Conforme a Secretária de Ciência, Tecnologia e Inovação em Saúde, Fernanda De Negri, atualmente cerca de 1,7 mil pessoas são atendidas por ano com o medicamento, a um custo aproximado de R$ 400 milhões. A continuidade e ampliação do acesso dependem de novas decisões técnicas e de incorporação.

A Comissão Nacional de Incorporação de Tecnologias no Sistema Único de Saúde vai avaliar a inclusão do pembrolizumabe em tratamentos para câncer de colo do útero, esôfago, mama triplo-negativo e pulmão, e a MSD estima que, com essas ampliações, a demanda suba para cerca de 13 mil pacientes por ano.

Fernanda De Negri ressaltou os ganhos previstos com a parceria, entre eles a redução de custos e a segurança no abastecimento, já que o contrato prevê transferência gradual de tecnologia para que o Butantan possa, ao longo do tempo, assumir a produção do medicamento. “O objeto dessa parceria é uma molécula nova, e o Butantan vai desenvolver a capacidade de produzir esta molécula e acima de tudo desenvolver a competência para produzir outras moléculas similares no futuro.”

Em complemento à explicação sobre a segurança do abastecimento, a secretária afirmou que a produção nacional traz garantias adicionais aos pacientes. “A gente produzir aqui deixa o paciente brasileiro com mais garantias de que esse medicamento não vai faltar por conta de eventos externos que causem a interrupção de cadeias logísticas.”

O processo nasceu de um edital com a intenção de fomentar cooperação entre setores privado, público e acadêmico, em linha com uma estratégia nacional que busca nacionalizar 70% dos insumos de saúde utilizados no SUS em até 10 anos. O objetivo do edital é promover a absorção tecnológica e fortalecer a capacidade produtiva brasileira.
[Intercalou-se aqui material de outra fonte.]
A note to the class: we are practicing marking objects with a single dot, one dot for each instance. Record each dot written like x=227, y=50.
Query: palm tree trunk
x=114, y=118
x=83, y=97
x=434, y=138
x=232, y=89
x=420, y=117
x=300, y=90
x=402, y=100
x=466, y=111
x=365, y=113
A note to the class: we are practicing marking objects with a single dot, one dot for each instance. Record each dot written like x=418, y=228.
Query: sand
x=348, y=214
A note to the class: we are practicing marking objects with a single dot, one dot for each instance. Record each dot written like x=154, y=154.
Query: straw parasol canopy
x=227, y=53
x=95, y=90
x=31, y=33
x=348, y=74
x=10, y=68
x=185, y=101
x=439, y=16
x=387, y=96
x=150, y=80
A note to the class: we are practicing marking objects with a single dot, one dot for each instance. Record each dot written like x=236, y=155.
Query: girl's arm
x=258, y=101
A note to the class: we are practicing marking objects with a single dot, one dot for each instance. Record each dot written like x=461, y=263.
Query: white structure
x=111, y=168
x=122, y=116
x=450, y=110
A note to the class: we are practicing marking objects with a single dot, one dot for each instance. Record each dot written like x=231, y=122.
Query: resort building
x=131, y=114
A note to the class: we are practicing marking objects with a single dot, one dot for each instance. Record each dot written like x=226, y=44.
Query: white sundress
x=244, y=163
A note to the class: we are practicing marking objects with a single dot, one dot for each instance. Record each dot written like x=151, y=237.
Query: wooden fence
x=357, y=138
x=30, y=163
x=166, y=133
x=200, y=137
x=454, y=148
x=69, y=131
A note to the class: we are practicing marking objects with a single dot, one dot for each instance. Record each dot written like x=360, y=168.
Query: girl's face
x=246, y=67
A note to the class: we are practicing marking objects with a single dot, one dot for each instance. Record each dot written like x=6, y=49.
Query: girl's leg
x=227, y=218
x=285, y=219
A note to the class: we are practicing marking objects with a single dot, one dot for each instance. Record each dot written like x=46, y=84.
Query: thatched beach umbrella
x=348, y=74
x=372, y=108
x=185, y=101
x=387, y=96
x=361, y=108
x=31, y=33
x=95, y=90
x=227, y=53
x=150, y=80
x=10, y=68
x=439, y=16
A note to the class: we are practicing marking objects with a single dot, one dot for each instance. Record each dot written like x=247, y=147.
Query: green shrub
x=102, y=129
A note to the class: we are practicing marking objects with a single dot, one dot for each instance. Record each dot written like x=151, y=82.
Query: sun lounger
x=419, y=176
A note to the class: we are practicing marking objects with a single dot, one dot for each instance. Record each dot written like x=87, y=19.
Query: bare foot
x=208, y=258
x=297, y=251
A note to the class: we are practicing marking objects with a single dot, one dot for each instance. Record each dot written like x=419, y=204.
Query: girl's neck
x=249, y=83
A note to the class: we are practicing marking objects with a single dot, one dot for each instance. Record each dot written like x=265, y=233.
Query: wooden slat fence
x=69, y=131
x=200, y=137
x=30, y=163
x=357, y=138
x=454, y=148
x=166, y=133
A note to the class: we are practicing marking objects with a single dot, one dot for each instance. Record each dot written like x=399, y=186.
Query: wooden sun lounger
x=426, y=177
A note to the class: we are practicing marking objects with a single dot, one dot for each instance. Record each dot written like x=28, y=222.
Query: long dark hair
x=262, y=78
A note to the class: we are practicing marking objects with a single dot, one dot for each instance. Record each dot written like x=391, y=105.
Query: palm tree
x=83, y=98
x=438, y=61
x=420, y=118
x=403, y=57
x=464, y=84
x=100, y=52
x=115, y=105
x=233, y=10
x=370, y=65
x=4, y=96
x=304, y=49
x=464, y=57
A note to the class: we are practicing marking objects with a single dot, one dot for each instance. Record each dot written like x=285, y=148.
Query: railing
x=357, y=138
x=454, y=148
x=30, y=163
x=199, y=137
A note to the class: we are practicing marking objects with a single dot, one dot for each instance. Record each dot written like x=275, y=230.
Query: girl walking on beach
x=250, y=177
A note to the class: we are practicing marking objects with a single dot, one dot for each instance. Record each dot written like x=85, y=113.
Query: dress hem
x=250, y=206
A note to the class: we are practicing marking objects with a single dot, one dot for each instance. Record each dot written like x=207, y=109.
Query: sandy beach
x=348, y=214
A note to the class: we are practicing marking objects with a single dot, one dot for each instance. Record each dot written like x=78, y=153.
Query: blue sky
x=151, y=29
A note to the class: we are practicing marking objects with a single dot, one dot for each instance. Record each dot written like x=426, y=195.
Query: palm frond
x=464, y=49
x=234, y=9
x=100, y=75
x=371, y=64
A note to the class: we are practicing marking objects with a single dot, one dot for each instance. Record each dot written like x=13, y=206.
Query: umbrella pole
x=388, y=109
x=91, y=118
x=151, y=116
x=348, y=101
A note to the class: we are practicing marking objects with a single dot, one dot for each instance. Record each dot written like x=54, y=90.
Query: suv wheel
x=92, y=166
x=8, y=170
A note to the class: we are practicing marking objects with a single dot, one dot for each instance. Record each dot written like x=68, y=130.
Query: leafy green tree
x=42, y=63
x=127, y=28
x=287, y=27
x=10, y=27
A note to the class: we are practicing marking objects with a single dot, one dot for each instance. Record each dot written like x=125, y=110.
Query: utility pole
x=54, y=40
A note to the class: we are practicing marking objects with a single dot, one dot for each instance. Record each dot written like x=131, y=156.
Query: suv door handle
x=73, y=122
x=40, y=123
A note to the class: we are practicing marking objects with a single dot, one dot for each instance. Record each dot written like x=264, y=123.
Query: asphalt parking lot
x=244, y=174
O diretor executivo de Relações Governamentais da MSD Brasil, Rodrigo cruz, detalhou o cronograma previsto para a transferência de tecnologia e o aprendizado das etapas de produção. “No começo, a é que eles aprendam como se faz a rotulagem, o envase, para depois passar para formulação e aí sim chegar à etapa final que é a produção do medicamento em si. Todas as etapas estão previstas dentro do projeto. Leva até oito anos para produzir o Ifa [ingrediente farmacêutico ativo] nacional e, a partir daí, finalizar o remédio 100% nacional.”

De acordo com as informações divulgadas pela empresa, a transferência das etapas de produção será feita de forma escalonada ao longo de um período estimado em dez anos, com início condicionado à aprovação das novas indicações do medicamento no SUS.

O anúncio da parceria ocorreu no evento Diálogo Internacional – Desafios e Oportunidades para a Cooperação em Tecnologias em Saúde, realizado no Rio de Janeiro, com participação remota do ministro da Saúde, Alexandre Padilha, que destacou a importância das parcerias internacionais para o desenvolvimento. “Não tem como enfrentar esses desafios sem forte cooperação internacional. A saúde deixou de ser apenas uma política social e passou também a ser um eixo central do desenvolvimento econômico, inovação tecnológica e geração de empregos qualificados.”

Ao comentar o papel do SUS na agenda de inovação e mercado, o ministro reforçou a dimensão estrutural do sistema. “O SUS não é apenas o maior sistema público universal do mundo, mas também um dos maiores mercados estruturados do planeta em escala, previsibilidade, demanda e capacidade de absorção tecnológica.”

Com a implementação prevista, os próximos passos incluem a avaliação técnica pela Comissão Nacional de Incorporação de Tecnologias no Sistema Único de Saúde e o início das atividades de transferência tecnológica, que, segundo as projeções das partes, poderão levar vários anos até a obtenção de uma produção totalmente nacional do ingrediente farmacêutico ativo e do produto final.